Among other proposed options is to allow customers to make charitable donations at ATMs. Alex Karetas, director of national sales for Triton Systems, notes that Wells Fargo & Co. allowed its customers to make donations to the Red Cross after hurricanes. And while the Wells Fargo offering was “on us” as part of its community-service offerings, Karetas says there are charities who will pay a fee to ATM deployers who help them get donations.

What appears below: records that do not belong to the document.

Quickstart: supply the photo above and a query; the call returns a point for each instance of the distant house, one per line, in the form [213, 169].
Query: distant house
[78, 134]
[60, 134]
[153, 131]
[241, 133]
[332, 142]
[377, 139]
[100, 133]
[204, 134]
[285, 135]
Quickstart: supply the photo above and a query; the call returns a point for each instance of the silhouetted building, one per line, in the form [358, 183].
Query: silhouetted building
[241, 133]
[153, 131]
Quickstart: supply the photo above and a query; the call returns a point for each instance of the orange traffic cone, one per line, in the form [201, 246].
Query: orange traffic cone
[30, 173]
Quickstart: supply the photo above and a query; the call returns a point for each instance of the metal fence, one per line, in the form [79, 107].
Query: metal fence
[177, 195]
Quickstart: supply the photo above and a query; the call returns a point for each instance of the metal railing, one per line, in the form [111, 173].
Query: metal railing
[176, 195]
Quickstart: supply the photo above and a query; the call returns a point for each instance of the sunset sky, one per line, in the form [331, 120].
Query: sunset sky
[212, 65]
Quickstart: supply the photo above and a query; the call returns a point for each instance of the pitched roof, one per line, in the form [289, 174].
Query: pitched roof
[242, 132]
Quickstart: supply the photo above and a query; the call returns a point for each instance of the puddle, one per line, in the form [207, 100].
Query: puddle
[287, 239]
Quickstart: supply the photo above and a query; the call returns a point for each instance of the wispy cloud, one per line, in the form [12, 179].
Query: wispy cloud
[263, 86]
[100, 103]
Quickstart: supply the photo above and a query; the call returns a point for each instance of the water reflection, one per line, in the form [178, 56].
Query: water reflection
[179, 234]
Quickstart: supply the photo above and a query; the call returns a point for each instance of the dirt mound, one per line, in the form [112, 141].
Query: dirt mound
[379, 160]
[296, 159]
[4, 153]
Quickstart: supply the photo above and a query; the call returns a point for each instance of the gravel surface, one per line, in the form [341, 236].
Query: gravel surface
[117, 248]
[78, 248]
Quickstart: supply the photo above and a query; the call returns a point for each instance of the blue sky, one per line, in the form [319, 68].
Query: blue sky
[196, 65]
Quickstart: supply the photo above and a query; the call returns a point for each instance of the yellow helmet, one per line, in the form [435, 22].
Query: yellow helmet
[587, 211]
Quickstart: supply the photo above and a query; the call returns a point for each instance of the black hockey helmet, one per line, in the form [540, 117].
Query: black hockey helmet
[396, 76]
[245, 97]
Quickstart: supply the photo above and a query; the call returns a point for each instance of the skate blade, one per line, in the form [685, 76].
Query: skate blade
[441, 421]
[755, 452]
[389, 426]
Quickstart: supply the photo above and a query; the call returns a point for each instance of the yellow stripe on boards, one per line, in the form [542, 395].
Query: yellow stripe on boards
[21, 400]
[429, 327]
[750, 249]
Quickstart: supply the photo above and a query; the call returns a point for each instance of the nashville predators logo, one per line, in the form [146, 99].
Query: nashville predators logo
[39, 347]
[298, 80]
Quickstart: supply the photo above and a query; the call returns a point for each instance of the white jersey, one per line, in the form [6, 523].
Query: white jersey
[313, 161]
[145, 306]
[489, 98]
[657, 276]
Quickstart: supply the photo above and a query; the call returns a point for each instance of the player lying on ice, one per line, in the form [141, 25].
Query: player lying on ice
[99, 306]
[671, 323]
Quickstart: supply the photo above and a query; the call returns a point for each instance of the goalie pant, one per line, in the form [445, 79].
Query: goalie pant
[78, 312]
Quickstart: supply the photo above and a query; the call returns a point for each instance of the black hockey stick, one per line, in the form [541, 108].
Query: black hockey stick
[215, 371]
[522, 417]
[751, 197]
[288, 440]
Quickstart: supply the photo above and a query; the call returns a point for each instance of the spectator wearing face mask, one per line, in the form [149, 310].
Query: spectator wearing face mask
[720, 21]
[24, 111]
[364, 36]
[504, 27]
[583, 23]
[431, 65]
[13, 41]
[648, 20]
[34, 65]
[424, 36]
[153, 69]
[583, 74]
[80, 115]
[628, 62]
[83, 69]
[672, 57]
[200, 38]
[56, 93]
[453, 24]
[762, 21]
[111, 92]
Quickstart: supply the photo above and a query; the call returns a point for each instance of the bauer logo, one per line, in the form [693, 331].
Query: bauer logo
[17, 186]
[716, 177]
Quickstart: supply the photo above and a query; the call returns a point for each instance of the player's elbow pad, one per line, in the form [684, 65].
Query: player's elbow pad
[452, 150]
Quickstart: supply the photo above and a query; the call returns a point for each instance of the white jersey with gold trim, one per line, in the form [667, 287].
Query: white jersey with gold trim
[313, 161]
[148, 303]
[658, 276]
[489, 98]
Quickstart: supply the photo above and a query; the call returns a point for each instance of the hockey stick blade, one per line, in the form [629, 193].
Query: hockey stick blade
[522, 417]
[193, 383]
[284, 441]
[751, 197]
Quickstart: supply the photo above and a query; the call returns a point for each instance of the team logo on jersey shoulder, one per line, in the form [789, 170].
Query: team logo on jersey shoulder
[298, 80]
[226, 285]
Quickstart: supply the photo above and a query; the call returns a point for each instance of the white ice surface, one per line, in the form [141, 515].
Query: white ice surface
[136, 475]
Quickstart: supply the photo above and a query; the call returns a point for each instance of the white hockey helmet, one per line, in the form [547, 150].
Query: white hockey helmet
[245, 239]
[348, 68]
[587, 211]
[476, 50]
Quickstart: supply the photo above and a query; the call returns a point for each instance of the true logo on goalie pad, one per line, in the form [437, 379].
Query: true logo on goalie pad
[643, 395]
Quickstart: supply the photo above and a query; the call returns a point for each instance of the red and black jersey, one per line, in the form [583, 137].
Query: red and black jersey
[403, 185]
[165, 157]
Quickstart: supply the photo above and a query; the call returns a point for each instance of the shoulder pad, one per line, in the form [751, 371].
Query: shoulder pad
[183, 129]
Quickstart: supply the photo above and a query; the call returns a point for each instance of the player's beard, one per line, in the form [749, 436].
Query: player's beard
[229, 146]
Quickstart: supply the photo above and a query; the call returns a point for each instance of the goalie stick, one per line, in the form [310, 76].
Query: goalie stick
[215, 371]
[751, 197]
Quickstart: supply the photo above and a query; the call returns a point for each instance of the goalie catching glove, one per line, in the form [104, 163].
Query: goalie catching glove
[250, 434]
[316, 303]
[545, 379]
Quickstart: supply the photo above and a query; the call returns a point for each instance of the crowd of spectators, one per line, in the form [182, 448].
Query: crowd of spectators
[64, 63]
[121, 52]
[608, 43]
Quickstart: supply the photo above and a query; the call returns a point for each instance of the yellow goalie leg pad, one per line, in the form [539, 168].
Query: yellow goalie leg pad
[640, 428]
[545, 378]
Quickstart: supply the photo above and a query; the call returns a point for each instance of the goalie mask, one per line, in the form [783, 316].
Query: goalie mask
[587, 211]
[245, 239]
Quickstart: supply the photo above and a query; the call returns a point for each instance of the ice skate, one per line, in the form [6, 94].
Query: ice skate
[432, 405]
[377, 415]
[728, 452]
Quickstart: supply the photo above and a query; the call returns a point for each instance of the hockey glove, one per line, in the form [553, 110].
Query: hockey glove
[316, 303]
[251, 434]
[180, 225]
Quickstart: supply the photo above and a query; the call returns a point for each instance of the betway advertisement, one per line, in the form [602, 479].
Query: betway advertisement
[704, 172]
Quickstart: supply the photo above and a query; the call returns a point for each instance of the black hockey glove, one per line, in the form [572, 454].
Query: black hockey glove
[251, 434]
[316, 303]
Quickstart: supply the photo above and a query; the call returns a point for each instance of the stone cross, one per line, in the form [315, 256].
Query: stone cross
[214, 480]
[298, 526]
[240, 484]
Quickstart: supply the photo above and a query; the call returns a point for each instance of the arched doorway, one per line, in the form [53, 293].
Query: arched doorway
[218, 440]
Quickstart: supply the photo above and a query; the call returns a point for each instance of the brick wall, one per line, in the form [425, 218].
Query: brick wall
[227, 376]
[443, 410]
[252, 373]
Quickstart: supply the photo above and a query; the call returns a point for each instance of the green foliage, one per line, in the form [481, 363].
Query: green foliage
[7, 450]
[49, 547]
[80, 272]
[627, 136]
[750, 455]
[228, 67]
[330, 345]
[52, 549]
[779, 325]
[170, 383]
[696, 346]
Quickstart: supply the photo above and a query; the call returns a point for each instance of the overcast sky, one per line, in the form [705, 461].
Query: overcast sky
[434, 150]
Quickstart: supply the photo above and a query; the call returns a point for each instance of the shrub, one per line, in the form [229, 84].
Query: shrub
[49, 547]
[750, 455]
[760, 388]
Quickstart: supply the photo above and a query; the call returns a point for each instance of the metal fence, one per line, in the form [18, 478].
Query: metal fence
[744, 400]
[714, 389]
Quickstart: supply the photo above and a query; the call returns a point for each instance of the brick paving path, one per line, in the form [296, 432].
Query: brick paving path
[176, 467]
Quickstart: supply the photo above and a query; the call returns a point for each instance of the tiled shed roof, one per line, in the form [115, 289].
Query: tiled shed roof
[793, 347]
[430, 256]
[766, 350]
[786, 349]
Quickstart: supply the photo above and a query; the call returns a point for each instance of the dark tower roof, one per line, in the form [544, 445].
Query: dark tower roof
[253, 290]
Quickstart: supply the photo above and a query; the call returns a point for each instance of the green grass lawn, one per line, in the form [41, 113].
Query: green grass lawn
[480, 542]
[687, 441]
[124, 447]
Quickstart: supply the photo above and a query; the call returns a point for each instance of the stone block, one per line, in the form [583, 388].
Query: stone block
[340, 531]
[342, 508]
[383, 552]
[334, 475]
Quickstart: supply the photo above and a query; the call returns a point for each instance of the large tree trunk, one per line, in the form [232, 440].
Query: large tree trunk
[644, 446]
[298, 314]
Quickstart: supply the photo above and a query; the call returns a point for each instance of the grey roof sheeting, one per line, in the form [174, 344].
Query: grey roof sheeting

Although prepaid cards have been tried before, Tente of the ATM Industry Association notes that new prepaid cards recently announced by Visa and MasterCard make it easier to offer these cards with fewer retrofits. One technology company pursing that niche is Mesa, Ariz.-based Better ATM Services Inc. (“Prepaid Cards From the ATM Down the Street,” January).

“The new cards are thin plastic and are the same size as standard currency. They can be dispensed using standard currency dispensers so they don’t require the retrofits that prepaid cards required in the past,” Tente says.

Another older application with a new twist is person-to-person payments. Mercator’s O’Brien believes integrating P2P payments on ATMs with mobile phones offers new possibilities.

“You can use your mobile phone to send a payment to someone and then they can go to an ATM to pick up the cash,” he says.

Yet another possible hot application is currency conversion. Both Rathgaber and Karetas say there is a strong demand for ATMs that, for a fee, tell a foreign visitor exactly how much the cash withdrawal amounts to in his native currency. Such applications, however, are primarily intended for ATMs in airports, hotels, urban centers and other locations that have many foreign travelers.

Whatever the application, many believe independent deployers will be on the cutting edge.

“Financial institutions tend to be behind on this. I expect the independents to lead the industry,” says Tente.

Indeed, some deployers welcome the challenge.

“This is an exciting time to be in this business. Our customers are looking for us to step up and be more innovative. That is what makes us stronger.” says PAI’s Leehy.